Ainda jovem, costumava fazer viagens de sua Ricote natal para lecionar na capital da taifa, a magnífica cidade de Múrcia, onde acabou por chamar atenção do promissor príncipe castelhano Afonso, futuro Afonso X o Sábio ou "o Astrólogo", que havia acabado de subjugar aquele reino islâmico, e com quem desenvolveu uma profunda amizade baseada na troca de conhecimento. Afonso era conhecido como ávido patrono do saber e financiador de eruditos, e seu título de "o Sábio" não lhe fora conferido a esmo. Em seu reinado, costumava respeitar os direitos de liberdade religiosa dos não-cristãos, sendo também chamado de "o Imperador das Três Religiões."

Ele não perdeu tempo em utilizar al-Ricoti para seus projetos intelectuais, instalando-o em sua corte com honrarias, construiu-lhe uma escola, onde o mesmo passou a ensinar alunos de todas as origens, fossem eles cristãos muçulmanos ou judeus, os quais transmitia-lhes em seus próprios idiomas.

O local era um centro do saber que atraia teólogos e eruditos de todos os credos, fortemente incentivados pelo futuro monarca, onde além de traduções, ocorriam debates e intercâmbios intelectuais. A Escola dada por Afonso a al-Riquti até hoje é considera da precursora da atual Universidade de Múrcia na Espanha.

Alfonso X tornou-se rei em 1252 e adotou a política de incentivar estudiosos muçulmanos a permanecerem em territórios anteriormente islâmicos que havia conquistado, oferecendo recompensas atrativas para aqueles que se convertessem ao cristianismo. Al-Riquti agora estava cada vez mais pressionado pelo rei, que fazia diversas investidas visando trazer à sua fé aquele homem brilhante.
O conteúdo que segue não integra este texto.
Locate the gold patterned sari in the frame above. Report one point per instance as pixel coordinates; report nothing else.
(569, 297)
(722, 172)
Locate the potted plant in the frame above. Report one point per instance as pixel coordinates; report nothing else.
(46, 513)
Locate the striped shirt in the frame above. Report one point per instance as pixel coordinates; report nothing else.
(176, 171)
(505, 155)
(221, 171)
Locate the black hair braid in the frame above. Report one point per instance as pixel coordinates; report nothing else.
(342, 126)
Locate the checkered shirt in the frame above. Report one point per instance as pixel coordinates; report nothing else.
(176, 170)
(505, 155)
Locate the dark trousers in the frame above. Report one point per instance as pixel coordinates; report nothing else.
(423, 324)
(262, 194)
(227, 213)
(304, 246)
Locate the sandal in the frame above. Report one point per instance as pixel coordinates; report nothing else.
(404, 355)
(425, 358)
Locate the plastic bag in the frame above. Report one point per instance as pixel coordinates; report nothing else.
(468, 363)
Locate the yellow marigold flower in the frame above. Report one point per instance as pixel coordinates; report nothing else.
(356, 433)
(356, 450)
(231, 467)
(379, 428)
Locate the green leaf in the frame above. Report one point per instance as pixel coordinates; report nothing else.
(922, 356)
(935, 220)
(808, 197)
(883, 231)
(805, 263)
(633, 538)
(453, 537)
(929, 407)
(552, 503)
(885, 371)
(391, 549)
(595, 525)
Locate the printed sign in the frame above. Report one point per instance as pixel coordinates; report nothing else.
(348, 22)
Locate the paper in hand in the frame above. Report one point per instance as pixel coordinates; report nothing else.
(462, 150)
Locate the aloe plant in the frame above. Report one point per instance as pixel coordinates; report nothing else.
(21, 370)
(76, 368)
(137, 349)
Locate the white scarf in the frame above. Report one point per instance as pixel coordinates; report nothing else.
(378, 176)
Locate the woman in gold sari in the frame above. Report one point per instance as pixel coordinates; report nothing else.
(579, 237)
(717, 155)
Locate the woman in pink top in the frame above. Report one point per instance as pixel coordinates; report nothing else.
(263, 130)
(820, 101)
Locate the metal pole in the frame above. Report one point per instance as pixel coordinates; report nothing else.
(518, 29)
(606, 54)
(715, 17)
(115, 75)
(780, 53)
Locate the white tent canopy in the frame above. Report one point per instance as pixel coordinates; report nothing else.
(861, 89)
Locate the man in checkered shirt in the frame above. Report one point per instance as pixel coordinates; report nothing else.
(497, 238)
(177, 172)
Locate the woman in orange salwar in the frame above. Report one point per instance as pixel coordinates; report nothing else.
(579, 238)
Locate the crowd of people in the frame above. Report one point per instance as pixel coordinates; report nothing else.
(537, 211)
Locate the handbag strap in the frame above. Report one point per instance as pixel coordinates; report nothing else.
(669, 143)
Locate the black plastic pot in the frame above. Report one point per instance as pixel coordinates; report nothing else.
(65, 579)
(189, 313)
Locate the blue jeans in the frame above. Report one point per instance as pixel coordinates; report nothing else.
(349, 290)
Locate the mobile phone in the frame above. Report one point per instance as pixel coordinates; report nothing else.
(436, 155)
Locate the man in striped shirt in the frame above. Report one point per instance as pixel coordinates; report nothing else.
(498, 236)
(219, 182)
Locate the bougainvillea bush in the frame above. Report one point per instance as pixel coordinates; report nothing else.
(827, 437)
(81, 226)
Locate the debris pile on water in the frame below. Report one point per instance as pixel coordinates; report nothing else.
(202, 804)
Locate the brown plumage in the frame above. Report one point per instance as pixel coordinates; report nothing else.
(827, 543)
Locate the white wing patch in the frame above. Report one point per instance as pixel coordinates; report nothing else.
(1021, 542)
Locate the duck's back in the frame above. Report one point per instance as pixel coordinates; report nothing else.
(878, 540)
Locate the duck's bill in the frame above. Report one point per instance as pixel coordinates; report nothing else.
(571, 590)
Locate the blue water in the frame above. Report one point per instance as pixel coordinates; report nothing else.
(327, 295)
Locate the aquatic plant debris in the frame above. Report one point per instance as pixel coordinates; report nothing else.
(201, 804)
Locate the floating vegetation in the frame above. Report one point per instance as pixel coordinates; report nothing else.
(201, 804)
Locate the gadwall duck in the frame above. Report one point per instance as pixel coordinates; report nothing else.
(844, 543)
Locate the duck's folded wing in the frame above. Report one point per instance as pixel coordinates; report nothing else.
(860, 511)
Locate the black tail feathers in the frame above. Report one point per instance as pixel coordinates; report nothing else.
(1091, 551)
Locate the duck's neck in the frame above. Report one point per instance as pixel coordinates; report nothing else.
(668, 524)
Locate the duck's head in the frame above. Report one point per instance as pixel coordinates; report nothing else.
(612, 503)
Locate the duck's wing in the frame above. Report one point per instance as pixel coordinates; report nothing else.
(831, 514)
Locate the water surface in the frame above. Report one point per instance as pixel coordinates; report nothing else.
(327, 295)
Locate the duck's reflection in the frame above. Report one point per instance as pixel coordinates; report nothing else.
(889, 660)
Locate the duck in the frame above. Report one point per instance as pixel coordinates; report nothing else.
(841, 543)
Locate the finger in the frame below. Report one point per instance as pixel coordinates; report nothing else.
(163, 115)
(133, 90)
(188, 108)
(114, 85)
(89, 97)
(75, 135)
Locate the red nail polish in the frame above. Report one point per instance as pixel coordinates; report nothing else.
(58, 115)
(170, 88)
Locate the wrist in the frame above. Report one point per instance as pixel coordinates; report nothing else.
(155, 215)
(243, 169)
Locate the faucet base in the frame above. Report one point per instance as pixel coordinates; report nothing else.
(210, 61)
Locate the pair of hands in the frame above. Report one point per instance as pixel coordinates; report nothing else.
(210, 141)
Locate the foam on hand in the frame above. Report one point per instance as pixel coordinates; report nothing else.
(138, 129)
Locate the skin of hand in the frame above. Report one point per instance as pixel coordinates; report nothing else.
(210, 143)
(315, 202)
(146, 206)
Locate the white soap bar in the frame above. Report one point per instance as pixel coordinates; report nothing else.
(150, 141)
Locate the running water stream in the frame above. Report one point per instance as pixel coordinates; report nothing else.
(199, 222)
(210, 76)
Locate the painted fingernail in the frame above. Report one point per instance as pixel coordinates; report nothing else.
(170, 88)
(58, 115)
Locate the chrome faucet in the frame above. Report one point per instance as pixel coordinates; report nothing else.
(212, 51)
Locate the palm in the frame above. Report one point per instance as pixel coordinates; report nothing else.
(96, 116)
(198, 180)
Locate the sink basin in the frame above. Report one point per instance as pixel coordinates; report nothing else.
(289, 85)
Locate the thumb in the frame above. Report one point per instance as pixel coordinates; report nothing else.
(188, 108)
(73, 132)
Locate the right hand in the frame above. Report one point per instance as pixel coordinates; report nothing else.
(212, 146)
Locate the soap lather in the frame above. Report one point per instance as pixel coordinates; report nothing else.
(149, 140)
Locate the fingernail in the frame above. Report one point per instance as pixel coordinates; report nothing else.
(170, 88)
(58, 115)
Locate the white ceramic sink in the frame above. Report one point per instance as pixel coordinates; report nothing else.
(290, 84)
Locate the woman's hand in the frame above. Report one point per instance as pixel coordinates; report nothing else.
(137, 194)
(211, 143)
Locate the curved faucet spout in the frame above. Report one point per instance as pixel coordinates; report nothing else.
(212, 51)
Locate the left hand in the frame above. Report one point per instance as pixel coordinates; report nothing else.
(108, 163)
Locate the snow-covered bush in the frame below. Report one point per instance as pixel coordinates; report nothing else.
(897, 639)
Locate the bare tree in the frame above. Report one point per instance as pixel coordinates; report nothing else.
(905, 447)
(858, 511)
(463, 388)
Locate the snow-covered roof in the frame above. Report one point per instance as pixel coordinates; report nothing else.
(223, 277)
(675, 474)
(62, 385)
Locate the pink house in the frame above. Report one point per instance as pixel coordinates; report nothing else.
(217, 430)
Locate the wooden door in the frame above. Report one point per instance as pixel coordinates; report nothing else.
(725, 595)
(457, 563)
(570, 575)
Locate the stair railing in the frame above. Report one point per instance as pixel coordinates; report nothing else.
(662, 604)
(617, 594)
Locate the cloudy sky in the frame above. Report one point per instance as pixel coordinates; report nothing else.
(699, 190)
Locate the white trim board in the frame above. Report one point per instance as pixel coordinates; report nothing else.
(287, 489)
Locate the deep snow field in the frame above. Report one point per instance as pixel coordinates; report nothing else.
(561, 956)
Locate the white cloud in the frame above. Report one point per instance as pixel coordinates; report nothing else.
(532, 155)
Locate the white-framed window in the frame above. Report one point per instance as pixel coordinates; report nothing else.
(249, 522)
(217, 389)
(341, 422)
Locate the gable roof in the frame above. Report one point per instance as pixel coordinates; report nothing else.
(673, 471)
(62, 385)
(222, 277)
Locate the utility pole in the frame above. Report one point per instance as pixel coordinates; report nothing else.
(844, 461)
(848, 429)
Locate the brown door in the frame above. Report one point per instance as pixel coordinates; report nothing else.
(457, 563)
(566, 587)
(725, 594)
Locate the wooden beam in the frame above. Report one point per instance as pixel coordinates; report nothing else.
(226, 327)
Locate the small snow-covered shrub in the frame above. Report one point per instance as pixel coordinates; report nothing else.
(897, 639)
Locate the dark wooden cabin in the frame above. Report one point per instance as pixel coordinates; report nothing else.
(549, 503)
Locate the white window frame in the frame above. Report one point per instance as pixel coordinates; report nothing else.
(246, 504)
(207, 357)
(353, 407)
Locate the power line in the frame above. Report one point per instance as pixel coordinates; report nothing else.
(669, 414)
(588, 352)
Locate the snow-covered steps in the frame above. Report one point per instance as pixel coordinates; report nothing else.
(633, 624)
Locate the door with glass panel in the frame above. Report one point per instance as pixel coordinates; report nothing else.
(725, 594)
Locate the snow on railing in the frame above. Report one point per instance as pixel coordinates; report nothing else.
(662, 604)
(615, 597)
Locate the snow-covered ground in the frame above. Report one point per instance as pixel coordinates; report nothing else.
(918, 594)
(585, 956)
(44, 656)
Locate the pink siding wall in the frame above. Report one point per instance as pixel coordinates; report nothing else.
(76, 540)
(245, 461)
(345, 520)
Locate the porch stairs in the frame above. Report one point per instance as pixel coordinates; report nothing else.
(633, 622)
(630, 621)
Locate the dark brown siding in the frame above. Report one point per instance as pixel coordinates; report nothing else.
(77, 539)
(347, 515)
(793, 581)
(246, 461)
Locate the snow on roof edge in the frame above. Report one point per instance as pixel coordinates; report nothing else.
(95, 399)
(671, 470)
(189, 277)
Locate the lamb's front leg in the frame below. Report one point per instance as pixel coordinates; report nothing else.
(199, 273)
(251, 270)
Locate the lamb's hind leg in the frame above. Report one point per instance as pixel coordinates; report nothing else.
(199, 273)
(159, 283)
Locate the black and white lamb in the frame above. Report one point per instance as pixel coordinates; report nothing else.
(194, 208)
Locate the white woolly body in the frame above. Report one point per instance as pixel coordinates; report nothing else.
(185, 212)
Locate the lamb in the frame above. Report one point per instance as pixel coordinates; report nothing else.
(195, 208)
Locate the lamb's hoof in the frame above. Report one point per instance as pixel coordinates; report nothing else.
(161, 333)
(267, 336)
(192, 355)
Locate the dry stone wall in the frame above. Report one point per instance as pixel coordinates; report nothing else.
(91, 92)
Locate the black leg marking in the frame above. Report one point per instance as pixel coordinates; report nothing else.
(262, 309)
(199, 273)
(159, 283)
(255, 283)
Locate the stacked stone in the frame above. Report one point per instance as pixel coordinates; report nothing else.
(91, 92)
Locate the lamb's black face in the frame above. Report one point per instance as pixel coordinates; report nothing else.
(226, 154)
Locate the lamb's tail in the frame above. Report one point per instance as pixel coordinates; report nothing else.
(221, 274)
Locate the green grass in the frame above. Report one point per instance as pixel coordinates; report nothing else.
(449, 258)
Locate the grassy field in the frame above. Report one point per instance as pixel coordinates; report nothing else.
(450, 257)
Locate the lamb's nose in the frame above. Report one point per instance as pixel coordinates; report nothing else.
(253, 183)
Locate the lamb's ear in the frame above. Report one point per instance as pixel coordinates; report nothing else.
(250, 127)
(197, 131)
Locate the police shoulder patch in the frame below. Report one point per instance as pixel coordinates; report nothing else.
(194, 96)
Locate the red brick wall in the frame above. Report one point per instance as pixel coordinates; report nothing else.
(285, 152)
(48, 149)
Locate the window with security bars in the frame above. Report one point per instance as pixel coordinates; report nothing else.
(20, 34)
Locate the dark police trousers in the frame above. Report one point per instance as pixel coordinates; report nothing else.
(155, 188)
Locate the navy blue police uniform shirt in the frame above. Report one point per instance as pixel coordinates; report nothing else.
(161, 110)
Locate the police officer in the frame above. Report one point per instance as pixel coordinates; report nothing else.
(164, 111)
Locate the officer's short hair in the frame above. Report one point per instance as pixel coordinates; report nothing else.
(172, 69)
Em uma ocasião, mediante a mais uma proposição de Afonso para que se tornasse cristão, al-Riquti respondeu: "Por toda minha vida servi a apenas um só Deus, e não pude cumprir com tudo o que se deve. O que seria e mim se servisse a três (se referindo a trindade cristã) como me pede o rei?"

Enfrentando a crescente intimidação politico-religiosa do domínio castelhano, os muçulmanos em Múrcia se rebelaram em 1264 buscando retomar sua independência, e depois de finalmente derrotados pelas forças reais em 1266, a região perdeu sua autonomia completamente, quando os exércitos de Jaime I de Aragão sob a autoridade de Afonso venceram as tropas do emir al-Wathiq. Os muçulmanos da cidade perderam seu prestígio como punição, foram isolados no subúrbio da cidade, e sua maior mesquita foi transformada em igreja consagrada à Virgem Maria.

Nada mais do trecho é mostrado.